T.V. Soongs Leben spie­gelt die Kom­ple­xi­tät des moder­nen Chi­na wider: die Visi­on einer Nati­on, die öst­li­che Tra­di­tio­nen mit west­li­cher Tech­no­lo­gie ver­bin­den woll­te, dabei aber unter der auto­ri­tä­ren Herr­schaft der natio­na­lis­ti­schen Kuom­in­tang stand. Die Moder­ni­sie­rungs­be­stre­bun­gen gin­gen ein­her mit poli­ti­scher Unter­drü­ckung und einem repres­si­ven Régime.
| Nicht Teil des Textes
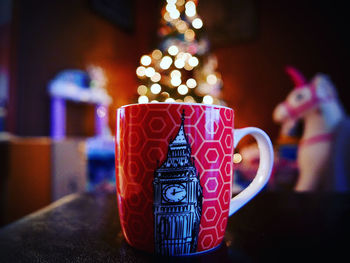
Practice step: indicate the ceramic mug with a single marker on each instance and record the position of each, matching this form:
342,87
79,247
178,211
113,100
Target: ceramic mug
174,172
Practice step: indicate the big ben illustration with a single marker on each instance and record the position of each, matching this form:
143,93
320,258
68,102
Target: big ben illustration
177,199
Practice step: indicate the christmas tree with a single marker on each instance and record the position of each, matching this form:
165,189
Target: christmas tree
181,69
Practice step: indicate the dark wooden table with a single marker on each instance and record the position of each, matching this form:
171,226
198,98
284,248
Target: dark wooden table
272,227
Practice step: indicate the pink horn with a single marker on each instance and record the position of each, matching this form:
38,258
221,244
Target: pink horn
296,76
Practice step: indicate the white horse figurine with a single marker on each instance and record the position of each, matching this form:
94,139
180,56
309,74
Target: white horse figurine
318,105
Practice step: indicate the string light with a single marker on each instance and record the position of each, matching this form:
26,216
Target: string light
143,99
197,23
182,89
193,62
190,9
149,72
174,14
170,7
146,60
191,83
181,26
166,62
156,88
207,99
175,74
179,63
142,90
237,158
140,71
189,99
167,17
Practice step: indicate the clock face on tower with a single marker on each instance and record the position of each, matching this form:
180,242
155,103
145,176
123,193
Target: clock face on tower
173,193
177,199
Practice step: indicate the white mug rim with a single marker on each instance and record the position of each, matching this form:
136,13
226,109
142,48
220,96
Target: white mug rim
177,103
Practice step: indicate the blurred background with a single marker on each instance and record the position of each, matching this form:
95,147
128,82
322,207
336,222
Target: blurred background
53,143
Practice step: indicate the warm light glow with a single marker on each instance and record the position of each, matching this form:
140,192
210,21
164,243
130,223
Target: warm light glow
174,14
170,7
180,2
167,17
191,83
193,61
189,99
188,67
189,34
165,94
179,63
165,63
211,79
143,99
237,158
197,23
142,90
182,89
207,99
156,88
175,81
173,50
140,71
175,74
150,72
101,111
146,60
190,9
157,54
156,77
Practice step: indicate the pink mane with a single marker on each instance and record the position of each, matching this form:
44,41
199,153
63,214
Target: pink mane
296,76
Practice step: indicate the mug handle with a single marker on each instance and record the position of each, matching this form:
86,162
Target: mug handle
264,170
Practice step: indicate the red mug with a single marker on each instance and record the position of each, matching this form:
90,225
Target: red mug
174,172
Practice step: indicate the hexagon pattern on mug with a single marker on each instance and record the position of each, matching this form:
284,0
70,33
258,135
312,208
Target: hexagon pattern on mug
146,131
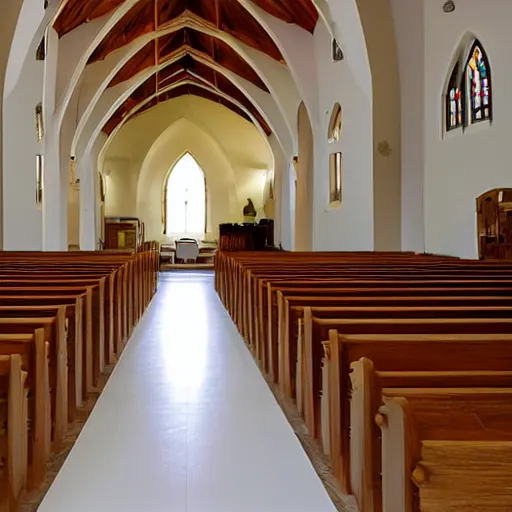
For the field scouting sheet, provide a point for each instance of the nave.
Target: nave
(187, 423)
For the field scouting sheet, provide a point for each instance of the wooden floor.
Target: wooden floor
(187, 422)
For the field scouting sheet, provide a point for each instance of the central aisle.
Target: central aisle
(187, 423)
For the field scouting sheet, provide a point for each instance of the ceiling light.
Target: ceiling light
(449, 6)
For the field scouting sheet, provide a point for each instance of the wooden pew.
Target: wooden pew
(367, 386)
(43, 306)
(13, 419)
(352, 292)
(33, 350)
(454, 444)
(415, 348)
(41, 297)
(53, 330)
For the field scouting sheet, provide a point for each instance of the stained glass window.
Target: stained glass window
(185, 200)
(454, 102)
(478, 85)
(335, 124)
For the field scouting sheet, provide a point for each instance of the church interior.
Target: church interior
(255, 256)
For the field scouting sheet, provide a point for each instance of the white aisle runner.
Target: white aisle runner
(187, 423)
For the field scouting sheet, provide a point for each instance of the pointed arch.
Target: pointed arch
(468, 91)
(184, 199)
(477, 78)
(454, 100)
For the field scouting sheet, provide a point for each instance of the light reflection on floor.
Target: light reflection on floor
(187, 423)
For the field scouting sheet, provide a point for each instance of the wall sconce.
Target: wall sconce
(39, 123)
(39, 180)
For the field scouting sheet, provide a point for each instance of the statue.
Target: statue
(249, 212)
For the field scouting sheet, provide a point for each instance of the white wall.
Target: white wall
(349, 227)
(232, 153)
(410, 33)
(461, 166)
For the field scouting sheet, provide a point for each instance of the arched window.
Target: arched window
(454, 100)
(335, 124)
(185, 199)
(478, 85)
(468, 98)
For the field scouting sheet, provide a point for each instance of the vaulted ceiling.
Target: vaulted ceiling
(185, 59)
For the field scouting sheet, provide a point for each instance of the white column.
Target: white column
(55, 200)
(88, 185)
(55, 179)
(22, 221)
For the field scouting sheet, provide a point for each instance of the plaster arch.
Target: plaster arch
(280, 85)
(298, 49)
(90, 138)
(102, 120)
(186, 137)
(264, 103)
(136, 137)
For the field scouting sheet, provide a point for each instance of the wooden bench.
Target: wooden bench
(367, 386)
(410, 314)
(13, 425)
(455, 445)
(395, 352)
(62, 317)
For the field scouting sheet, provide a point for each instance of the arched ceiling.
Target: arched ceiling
(185, 55)
(172, 77)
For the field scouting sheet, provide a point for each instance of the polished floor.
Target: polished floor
(187, 423)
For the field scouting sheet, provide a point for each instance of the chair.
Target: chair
(187, 250)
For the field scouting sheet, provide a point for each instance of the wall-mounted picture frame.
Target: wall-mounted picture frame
(335, 178)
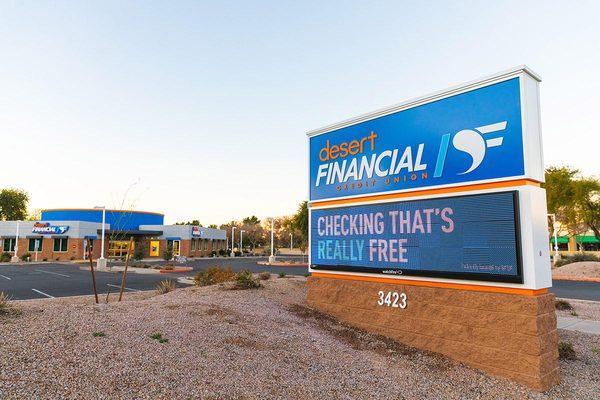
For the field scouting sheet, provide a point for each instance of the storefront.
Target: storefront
(69, 234)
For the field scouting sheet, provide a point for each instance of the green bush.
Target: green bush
(577, 257)
(566, 351)
(245, 280)
(562, 305)
(139, 252)
(213, 276)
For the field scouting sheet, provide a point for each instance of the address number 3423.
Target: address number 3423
(392, 299)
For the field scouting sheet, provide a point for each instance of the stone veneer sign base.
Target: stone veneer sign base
(508, 335)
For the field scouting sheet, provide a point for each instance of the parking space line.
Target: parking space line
(119, 287)
(42, 293)
(53, 273)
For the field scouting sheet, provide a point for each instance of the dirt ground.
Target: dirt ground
(217, 343)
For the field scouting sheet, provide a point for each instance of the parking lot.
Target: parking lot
(49, 280)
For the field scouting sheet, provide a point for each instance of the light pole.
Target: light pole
(241, 235)
(555, 233)
(232, 241)
(272, 256)
(15, 257)
(102, 261)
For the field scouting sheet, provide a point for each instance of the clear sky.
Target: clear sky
(200, 109)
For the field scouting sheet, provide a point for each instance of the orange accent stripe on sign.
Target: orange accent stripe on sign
(446, 285)
(454, 189)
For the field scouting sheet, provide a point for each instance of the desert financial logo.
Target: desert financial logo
(338, 167)
(47, 229)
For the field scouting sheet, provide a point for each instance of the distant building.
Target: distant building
(68, 234)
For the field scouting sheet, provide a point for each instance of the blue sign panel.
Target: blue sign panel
(465, 237)
(469, 137)
(47, 229)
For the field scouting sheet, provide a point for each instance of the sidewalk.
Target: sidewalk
(580, 325)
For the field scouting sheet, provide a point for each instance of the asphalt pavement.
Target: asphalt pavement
(45, 280)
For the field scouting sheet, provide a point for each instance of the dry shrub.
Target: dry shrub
(165, 286)
(562, 305)
(213, 276)
(264, 276)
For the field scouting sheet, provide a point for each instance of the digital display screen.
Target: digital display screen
(463, 237)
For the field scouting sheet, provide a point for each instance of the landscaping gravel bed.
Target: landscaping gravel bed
(220, 343)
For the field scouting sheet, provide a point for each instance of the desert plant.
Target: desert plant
(566, 351)
(168, 254)
(245, 280)
(264, 276)
(577, 257)
(213, 276)
(6, 306)
(165, 286)
(562, 305)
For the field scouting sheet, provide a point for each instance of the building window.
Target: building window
(35, 245)
(60, 245)
(9, 244)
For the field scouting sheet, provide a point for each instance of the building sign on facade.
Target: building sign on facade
(474, 136)
(464, 237)
(442, 187)
(45, 228)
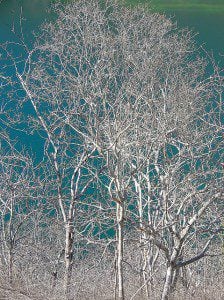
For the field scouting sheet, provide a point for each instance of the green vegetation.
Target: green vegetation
(211, 6)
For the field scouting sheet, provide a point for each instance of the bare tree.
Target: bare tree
(121, 100)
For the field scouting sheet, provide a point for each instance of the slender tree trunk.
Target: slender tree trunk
(68, 259)
(168, 283)
(120, 275)
(10, 262)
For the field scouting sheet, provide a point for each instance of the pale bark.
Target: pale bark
(120, 241)
(168, 283)
(68, 259)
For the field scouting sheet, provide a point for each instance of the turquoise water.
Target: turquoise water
(208, 25)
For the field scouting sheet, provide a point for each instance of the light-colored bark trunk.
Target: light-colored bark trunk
(10, 267)
(120, 238)
(168, 283)
(68, 259)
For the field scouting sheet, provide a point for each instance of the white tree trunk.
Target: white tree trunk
(168, 283)
(120, 216)
(68, 259)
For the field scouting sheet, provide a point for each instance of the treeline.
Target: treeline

Obwohl Soongs wirt­schaft­li­che Refor­men durch­aus fort­schritt­lich waren, dien­ten sie letzt­end­lich einem Sys­tem, das demo­kra­ti­sche Frei­hei­ten einschränkte.

Sei­ne Geschich­te zeigt, wie indi­vi­du­el­le Bio­gra­fien mit gro­ßen his­to­ri­schen Bewe­gun­gen ver­wo­ben sind, wie Fami­li­en­ban­de poli­ti­sche Dynas­tien for­men kön­nen und wie wirt­schaft­li­che Moder­ni­sie­rung nicht auto­ma­tisch mit poli­ti­scher Libe­ra­li­sie­rung ein­her­geht. T.V. Soong war mehr als ein Finanz­mi­nis­ter – er war ein Archi­tekt der natio­na­lis­ti­schen Moder­ne, des­sen ambi­va­len­tes Erbe die Wider­sprü­che sei­ner Zeit widerspiegelt.